Both CEOs want the CRTC to introduce fee-for-carriage so broadcasters will be able to charge cable and satellite providers for local ‘over-the-air’ programming that’s traditionally been free. Fecan and Asper want companies such as Rogers Communications, Shaw Communications and Bell ExpressVu to pay about 50 cents per channel per monthly subscriber. Cable companies have said they will pass this expense on to consumers.
‘We need the CRTC to help us fix the cracks in the system. It will help us support local content,’ Asper argued. ‘The foundation is cracking,’ added Fecan. ‘Something will have to give unless we can shape the right business model.’
CTV and Canwest maintain that fee-for-carriage will give them a second revenue stream – in addition to advertising – that will help pay for Canadian content. Both CEOs maintain that they need the extra cash because revenues are down due to audience fragmentation, higher programming costs and the expense of transitioning from analog to digital.
Both Fecan and Asper warned that if the current rules don’t change, it will be hard for their companies to continue to put money into conventional broadcasting. ‘If one sector of the business isn’t working, we have to look at whether it’s a good place to keep investing,’ said Asper.
But CRTC vice-chair Michel Arpin accused both companies of apocalyptic thinking, saying, ‘Your statements are quite alarmist. You talk about cracks in the foundation. I have the impression that you’re talking about the end of the era of conventional broadcasting.’
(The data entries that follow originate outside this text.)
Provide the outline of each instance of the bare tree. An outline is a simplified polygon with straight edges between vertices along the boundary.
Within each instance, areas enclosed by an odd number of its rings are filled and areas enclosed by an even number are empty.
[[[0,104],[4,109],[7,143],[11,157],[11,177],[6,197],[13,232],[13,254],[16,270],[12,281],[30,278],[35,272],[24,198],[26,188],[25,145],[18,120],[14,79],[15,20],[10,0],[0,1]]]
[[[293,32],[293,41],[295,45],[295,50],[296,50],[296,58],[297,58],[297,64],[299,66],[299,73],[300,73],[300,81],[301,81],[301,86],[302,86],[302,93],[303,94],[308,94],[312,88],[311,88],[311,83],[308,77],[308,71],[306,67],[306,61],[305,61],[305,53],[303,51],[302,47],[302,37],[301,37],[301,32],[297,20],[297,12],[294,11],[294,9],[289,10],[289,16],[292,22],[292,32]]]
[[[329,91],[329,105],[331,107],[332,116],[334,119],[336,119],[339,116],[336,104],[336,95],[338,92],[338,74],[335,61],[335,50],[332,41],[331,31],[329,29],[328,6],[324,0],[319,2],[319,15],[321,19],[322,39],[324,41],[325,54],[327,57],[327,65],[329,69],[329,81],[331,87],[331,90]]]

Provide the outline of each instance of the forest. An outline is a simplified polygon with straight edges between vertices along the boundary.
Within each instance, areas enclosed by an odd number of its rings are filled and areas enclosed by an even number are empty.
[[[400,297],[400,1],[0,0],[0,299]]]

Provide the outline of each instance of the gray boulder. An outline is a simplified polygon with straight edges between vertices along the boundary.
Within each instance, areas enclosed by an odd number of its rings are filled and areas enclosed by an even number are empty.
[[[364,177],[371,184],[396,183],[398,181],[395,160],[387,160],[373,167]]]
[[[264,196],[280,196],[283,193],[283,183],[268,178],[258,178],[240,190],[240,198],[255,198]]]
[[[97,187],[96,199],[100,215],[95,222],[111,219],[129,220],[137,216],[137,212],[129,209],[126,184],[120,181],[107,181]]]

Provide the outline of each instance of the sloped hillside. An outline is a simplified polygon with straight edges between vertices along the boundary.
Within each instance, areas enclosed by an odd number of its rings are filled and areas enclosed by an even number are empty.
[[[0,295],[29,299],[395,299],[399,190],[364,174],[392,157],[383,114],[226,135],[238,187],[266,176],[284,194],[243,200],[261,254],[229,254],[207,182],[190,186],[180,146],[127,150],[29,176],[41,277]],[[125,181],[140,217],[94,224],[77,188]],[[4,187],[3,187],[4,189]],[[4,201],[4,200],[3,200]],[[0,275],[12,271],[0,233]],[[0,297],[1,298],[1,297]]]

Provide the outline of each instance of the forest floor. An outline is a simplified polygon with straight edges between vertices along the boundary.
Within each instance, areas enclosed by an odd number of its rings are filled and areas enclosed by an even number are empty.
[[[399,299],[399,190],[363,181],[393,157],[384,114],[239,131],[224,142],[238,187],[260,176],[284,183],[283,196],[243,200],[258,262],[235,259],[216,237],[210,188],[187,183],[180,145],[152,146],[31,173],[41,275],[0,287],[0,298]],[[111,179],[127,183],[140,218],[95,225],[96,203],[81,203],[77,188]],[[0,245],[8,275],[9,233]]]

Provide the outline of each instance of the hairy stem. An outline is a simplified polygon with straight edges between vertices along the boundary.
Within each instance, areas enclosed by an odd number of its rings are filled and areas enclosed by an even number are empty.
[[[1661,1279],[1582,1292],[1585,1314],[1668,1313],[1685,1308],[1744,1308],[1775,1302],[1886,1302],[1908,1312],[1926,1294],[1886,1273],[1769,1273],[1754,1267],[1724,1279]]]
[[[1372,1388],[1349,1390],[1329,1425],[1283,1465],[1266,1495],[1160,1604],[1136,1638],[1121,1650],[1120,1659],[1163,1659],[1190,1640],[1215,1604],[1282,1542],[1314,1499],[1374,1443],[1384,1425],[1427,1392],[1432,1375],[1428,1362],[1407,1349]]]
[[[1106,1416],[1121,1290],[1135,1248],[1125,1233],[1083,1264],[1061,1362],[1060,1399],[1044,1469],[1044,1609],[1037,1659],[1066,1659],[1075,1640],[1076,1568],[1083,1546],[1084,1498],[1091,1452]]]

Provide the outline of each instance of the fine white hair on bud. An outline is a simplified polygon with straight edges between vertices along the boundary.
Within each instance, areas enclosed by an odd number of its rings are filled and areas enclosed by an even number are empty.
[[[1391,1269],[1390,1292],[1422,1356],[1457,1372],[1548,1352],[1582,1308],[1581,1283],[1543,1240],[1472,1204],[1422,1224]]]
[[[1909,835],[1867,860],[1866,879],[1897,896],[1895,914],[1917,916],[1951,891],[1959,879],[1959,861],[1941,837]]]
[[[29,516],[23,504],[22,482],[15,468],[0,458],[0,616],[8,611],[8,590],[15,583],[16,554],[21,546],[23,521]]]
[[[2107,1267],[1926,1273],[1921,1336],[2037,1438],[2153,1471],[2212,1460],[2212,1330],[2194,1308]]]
Asper replied that restrictions outlined in the Broadcasting Act – which treats broadcasting as a public service – limit his company’s ability to adapt in a rapidly changing media environment.
CRTC chairman Konrad von Finckenstein suggested that if the commission does decide to allow fee-for-carriage, it might insist that the channels spend more on Canadian programs and local news.
Countered Asper: ‘We have been wronged for a long time and we’d like to have that wrong righted, and we shouldn’t have to do something extra to right that wrong.’
The broadcasters also asked the commission to end carriage of distant signals and time-shifting, which they said robs them of about $93 million in advertising revenue. The hearings continue today, with appearances by ACTRA, the DGC and WGC, among others.